When I was a young, sprightly Poe running wild and breaking hearts (ie: dating), I went out for a bit with a bartender/soccer player named Ian. He was pretty hot with dark curly hair and piercing blue eyes. And very fit, obviously. Ian was sleek, sexy, laid back, and a ton of fun. He was also far too cool for my nerdy self. We dated for a summer and that was it.
A little while later, I dated Alistair (yep, I was in the throws of my British dating phase). Alistair was also gorgeous, but in a far more patrician way. He was calmer, more established and successful, very classy act. Well, classy except for the fact that I found out soon after we started dating that he had a live-in girlfriend. That was the end of that.
Henri is a little something we picked up on the Nusa Dua beach in Bali. He’s basically a kite. But he’s oh so much more than that.
Henri is actually a magic wand that takes you back to childhood. You literally cannot hold a kite and not be filled with wonder and joy and peace. Anything that might be bothering you just miraculously…..disappears. This happens for two reasons: 1) your focusing on getting your kite higher and higher without having the string ripped out of your hands, and 2) you’re just staring up at its majestic beauty with your jaw hanging slack.
We saw kites flying in the skies all over Bali. In fact, Bali has a very large annual kite festival. In Bali, they believe that kites carry messages for a good harvest to the Hindu gods.
As it was, we saw them every day while we were there, tiny dark specks floating high above the ground. Sometimes we’d get close enough to make out the shape of a ship or a turtle or a fish, but we were never able to see the people holding the invisible string attached to these floating time machines.
Yes, time machine. Because, honestly, when’s the last time you flew a kite? I know for me, it had been a very, very long time. Not since I was a kid. I definitely had forgotten how magical they could be.
I guess I’m not alone in this feeling. In fact, a director who made a documentary about Bali’s kite-flying culture said this in the Jakarta Post:
“We believe that those who fly kites are possessed by the wind,” says Yoka Sara. “And in that blissful state anything they do will be forgiven, in the way that children are forgiven. It is a return to childhood.”…
An architect by trade Yoka Sara produced the film because he believes that people in Indonesia and abroad should learn more about the hard work, meticulous artistry and sacred traditions that are involved in sending kites skyward in Bali.

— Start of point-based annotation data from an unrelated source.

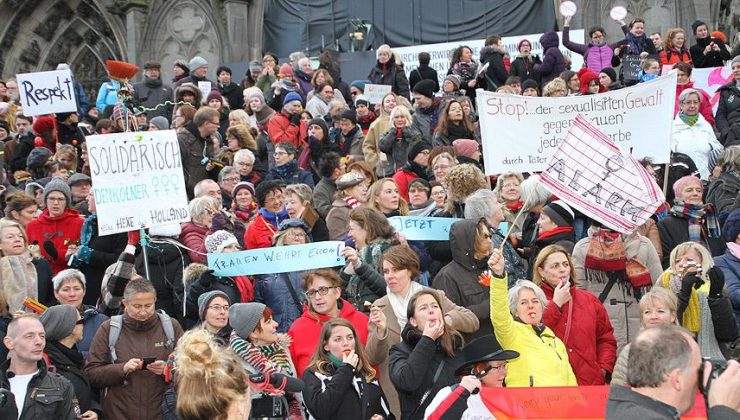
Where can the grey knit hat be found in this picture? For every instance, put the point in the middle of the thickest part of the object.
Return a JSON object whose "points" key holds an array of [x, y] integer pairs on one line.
{"points": [[59, 321], [58, 184], [244, 317]]}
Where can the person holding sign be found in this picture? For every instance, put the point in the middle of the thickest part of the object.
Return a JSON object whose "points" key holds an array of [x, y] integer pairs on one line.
{"points": [[577, 317], [517, 322]]}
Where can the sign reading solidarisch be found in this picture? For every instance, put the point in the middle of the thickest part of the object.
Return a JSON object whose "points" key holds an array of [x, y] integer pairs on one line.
{"points": [[47, 92], [591, 174], [281, 259], [441, 53], [137, 180], [520, 133]]}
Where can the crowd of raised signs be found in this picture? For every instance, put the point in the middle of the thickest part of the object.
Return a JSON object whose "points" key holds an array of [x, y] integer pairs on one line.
{"points": [[526, 292]]}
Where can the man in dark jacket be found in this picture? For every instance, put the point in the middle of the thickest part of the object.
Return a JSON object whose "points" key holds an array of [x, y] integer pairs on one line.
{"points": [[39, 393], [708, 51], [152, 93], [424, 72], [133, 376], [663, 370], [229, 90]]}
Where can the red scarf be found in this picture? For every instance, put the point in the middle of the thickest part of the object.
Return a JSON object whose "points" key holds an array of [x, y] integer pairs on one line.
{"points": [[553, 232]]}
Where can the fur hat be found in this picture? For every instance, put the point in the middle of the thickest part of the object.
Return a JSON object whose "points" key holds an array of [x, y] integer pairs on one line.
{"points": [[244, 317], [58, 184], [205, 299], [218, 240], [560, 213], [197, 62]]}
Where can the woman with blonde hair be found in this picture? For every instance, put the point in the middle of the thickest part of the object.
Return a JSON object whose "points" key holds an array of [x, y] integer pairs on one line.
{"points": [[657, 307], [201, 364], [340, 383]]}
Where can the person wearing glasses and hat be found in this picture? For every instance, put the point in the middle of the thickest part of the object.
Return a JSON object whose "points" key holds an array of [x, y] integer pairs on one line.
{"points": [[483, 367]]}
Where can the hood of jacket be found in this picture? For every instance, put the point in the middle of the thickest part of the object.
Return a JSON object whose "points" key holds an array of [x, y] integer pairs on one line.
{"points": [[462, 243]]}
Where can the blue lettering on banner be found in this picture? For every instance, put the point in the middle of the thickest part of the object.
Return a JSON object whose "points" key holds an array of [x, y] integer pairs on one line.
{"points": [[416, 228], [288, 258]]}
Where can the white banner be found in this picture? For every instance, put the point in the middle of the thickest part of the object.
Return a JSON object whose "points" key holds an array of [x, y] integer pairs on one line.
{"points": [[591, 174], [47, 92], [442, 52], [137, 180], [520, 133]]}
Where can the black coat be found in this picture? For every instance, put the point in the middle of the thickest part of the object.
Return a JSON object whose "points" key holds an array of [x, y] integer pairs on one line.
{"points": [[68, 363], [166, 265], [674, 231], [413, 363], [338, 396]]}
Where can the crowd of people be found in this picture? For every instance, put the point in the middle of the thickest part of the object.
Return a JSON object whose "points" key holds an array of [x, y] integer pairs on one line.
{"points": [[527, 291]]}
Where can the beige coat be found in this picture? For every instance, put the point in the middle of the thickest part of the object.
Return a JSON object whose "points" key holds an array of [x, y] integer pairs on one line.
{"points": [[377, 347]]}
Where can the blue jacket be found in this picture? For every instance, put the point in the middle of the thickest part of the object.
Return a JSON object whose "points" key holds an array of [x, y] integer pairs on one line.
{"points": [[272, 290], [730, 266]]}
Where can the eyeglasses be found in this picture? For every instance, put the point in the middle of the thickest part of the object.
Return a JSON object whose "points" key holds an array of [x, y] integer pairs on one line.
{"points": [[322, 291]]}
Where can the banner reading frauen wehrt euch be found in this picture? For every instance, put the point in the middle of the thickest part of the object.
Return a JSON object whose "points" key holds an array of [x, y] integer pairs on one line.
{"points": [[137, 180], [281, 259], [520, 133]]}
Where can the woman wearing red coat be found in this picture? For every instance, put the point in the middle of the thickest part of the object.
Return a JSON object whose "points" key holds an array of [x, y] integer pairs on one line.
{"points": [[57, 230], [577, 317]]}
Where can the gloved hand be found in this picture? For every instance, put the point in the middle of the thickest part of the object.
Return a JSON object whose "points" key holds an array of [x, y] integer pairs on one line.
{"points": [[690, 280], [716, 282]]}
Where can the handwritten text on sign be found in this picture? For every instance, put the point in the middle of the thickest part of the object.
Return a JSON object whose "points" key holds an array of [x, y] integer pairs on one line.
{"points": [[282, 259], [520, 133], [423, 228], [591, 174], [137, 180], [47, 92]]}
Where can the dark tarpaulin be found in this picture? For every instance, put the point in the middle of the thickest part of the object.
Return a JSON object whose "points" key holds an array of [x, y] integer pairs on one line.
{"points": [[298, 25]]}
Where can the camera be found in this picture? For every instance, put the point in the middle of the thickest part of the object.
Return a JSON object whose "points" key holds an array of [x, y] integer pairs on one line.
{"points": [[718, 366]]}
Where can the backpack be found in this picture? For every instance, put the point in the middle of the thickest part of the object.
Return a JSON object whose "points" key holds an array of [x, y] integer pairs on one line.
{"points": [[116, 323]]}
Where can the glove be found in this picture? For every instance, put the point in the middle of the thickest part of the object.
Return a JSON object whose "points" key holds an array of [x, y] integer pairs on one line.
{"points": [[716, 282], [134, 237], [690, 280], [51, 249]]}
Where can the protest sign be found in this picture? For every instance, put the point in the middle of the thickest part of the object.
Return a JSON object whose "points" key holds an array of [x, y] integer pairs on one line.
{"points": [[47, 92], [520, 133], [416, 228], [137, 180], [374, 93], [281, 259], [592, 175], [440, 53]]}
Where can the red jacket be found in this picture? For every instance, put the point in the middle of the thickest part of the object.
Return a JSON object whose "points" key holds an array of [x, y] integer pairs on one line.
{"points": [[194, 237], [705, 107], [305, 333], [591, 343], [63, 230], [280, 130]]}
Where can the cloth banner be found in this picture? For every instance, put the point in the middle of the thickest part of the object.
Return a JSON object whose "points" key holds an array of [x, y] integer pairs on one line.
{"points": [[555, 403], [442, 52], [281, 259], [423, 228], [520, 133], [591, 174], [137, 180], [47, 92]]}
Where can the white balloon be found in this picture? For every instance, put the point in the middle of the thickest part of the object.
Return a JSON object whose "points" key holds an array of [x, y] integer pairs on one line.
{"points": [[568, 8]]}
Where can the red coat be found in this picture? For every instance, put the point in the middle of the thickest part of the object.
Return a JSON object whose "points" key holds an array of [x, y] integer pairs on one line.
{"points": [[63, 230], [305, 333], [591, 343], [279, 130], [194, 237]]}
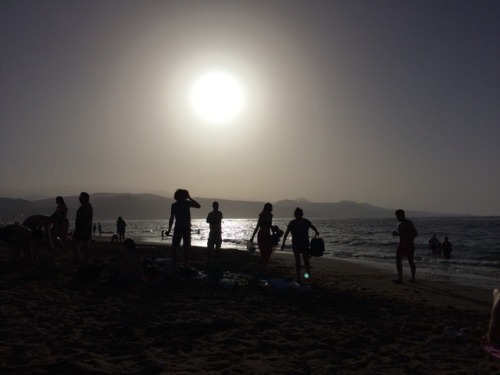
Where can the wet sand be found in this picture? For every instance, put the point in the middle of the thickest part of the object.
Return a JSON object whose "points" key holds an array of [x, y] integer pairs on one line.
{"points": [[348, 319]]}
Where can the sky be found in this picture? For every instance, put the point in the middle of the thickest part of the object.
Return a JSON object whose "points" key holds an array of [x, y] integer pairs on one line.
{"points": [[392, 103]]}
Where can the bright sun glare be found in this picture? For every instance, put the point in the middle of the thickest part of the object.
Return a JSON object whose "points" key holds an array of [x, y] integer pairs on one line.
{"points": [[217, 97]]}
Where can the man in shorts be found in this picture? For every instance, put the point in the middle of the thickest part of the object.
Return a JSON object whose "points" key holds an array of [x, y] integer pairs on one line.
{"points": [[180, 211], [406, 248], [214, 219]]}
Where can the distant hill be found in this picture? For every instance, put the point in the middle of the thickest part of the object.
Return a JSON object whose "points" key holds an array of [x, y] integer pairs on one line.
{"points": [[108, 206]]}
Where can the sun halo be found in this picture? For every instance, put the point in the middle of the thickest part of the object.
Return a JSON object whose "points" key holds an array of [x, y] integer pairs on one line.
{"points": [[217, 98]]}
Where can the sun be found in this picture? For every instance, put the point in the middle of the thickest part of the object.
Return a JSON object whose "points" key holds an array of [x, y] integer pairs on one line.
{"points": [[217, 97]]}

So when we saw a vendor selling them on the beach, we jumped at the chance to get one.
There’s just something about standing on a warm sunny beach, with a beer nestled in the sand nearby, and leaning your head far back, squinting up at a pretty thing in a bright blue sky that brings on a sense of smallness and tranquility.
We loved Henri so much that when it came time to leave Bali, I insisted we bring him home. Even though it was in no way practical. Keep in mind that Henri’s around three feet long and made of silk and fragile thin bamboo-type rods. And, our trip home had multiple legs. I took Henri from the St. Regis in Bali, through the airport security, on the plane to Bangkok, off the plane in Bangkok, to the hotel in Bangkok, on our errands the next day, to the Bangkok airport, through the airport security, on the flight to Munich, off the plane in Munich, to the hotel in Munich, through the airport security, and onto the flight to D.C. And then, finally, home.
Nevertheless, he’s the best thing we’ve ever bought on a trip. Hands down.
We’ve flown him twice since our trip, at a park near the airport here in D.C. And even though it hasn’t been as smooth and carefree as our Bali beach experiences (our fragile little Henri is starting to show some wear and tear, and the wind is a bit inconsistent here this time of year), he still has a way of turning a bad day into a much better one.